Bessent has been the public face of the affordability rebuttal on Capitol Hill, where Senator Elizabeth Warren of Massachusetts pressed him this winter on grocery inflation that has run at multi-year highs. The treasury secretary has argued that the underlying price level reflects what he calls the “Biden-Warren” economy, not Trump’s first year. Democrats counter that core grocery inflation has accelerated under the current administration, and they are building a corruption-and-cost-of-living case for the 2026 midterms.
The fraud task force itself has been a partisan flashpoint. Twenty-four Democratic state attorneys general declined to attend Vance’s anti-fraud roundtable at the White House on Tuesday, telling the vice president in a joint letter that they had been invited with less than a business day’s notice and without an agenda. Republican attorneys general had been invited earlier and attended in force, posing for a group photograph in the Indian Treaty Room.
The cabinet table on Wednesday also marked the final stretch for Director of National Intelligence Tulsi Gabbard, who is set to leave her post on June 30 after announcing her resignation last week. Trump thanked Gabbard at the meeting and called her a “terrific person,” saying her recent findings had been “pretty good.” Rubio used his turn at the microphone to argue that “diplomacy is always the first option” on Iran while also praising the anti-fraud task force’s work, a rhetorical bridge between the meeting’s foreign and domestic halves.
Outside the West Wing, Republican primary voters delivered a separate signal the same week. In Texas, Attorney General Ken Paxton defeated Senator John Cornyn in a runoff that Trump had endorsed, a result the White House cited inside the cabinet meeting as evidence that Trump’s coalition remains intact heading into November. Polling tells a more uncertain story. A Washington Post analysis published Wednesday described Trump’s approval on both Iran and the economy as sliding, and earlier surveys by CBS News and YouGov found that a majority of Americans believe the administration overstates the strength of the economy.
The president closed his opening remarks with a familiar boast. “This team has achieved more than most other administrations achieve in 8 years,” he said. He then reminded reporters that he had once let every cabinet member speak, and that the meeting had run four or five hours. “It was a little much,” he said, “according to reports.”
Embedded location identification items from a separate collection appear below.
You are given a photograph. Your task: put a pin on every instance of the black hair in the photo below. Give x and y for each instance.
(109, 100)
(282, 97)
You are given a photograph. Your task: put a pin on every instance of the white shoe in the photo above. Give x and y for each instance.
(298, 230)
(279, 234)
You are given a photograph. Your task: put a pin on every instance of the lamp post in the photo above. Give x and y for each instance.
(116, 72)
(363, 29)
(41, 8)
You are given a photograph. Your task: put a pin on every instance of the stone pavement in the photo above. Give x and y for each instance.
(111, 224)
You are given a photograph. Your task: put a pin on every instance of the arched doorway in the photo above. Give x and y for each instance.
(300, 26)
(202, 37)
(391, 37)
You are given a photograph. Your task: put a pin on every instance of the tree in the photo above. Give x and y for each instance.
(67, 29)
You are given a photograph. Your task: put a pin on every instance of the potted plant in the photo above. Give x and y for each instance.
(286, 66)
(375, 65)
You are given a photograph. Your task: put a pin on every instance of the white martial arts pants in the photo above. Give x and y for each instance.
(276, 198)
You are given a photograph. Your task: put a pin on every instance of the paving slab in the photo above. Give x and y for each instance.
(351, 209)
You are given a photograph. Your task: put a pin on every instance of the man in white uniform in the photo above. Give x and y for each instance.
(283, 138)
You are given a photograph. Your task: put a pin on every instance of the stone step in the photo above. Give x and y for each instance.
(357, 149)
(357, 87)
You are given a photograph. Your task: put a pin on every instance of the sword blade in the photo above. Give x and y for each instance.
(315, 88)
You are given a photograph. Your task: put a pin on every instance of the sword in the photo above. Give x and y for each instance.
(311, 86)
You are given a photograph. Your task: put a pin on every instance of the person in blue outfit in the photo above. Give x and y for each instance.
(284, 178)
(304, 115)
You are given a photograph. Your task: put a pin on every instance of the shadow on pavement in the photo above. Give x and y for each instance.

Whether the fraud task force becomes the centerpiece of a midterm message or a transition story for an administration absorbing political pressure on prices is a question Wednesday’s meeting did not resolve. What it did establish is that Trump’s team, per news reports, has decided that the answer to declining numbers on the economy is a more aggressive case that the savings are coming, the cheaters are being caught, and the political weather, like the literal one over the Catoctin Mountains, can wait.